"Hot breakfasts are still the iconic issue," senior Zane Wruble, 21, says. "Perhaps we're being too entitled about it, but I do think that's what most people are still upset about."

The university froze pay for all faculty and nonunion employees for the year ended on June 30, 2009, and 556 employees took voluntary early retirement packages. Almost 275 administrative and support workers were fired.

On Hold

In Allston, a working-class neighborhood bisected by the Massachusetts Turnpike that had pinned its economic hopes on Harvard's munificence, an empty foundation sits surrounded by fencing where the science center was supposed to stand. The project, which would have brought 1,500 jobs over 50 years, is on hold indefinitely.

Harvard Management also had to tighten its belt. Mendillo fired 50 people -- a quarter of her staff -- and cut the ranks of outside fund managers by 20 percent, leaving a cadre of 150 to 200 firms that handle about two-thirds of the university's money.

She also reduced by almost half the $11 billion that her predecessors had committed to hard-to-sell investments such as those in private equity and real estate.

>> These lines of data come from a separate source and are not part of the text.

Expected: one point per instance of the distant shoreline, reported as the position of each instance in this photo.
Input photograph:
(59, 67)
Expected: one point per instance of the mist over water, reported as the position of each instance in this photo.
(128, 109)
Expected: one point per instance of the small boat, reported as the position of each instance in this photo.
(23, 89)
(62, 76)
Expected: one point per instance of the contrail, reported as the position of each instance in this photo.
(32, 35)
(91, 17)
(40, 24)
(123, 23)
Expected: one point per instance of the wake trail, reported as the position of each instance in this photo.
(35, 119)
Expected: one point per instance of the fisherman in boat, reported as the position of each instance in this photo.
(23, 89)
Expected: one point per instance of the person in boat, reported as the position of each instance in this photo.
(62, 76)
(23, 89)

Harvard found itself with a cash crunch in the fall of 2008. Four years earlier, while Summers was president, the university had bought interest-rate swaps, which were contracts to protect the university from ballooning borrowing costs should rates rise from 2.25 percent, where they stood at the time.

Wrong-Way Bet

It turned out to be a wrong-way bet. After the Lehman collapse, rates plunged to zero, making the cost of the swaps soar.

Mendillo tried to sell some assets to help the school raise the $1 billion it needed to exit the swaps. She demurred when she learned the size of the losses the school would have had to take on the assets.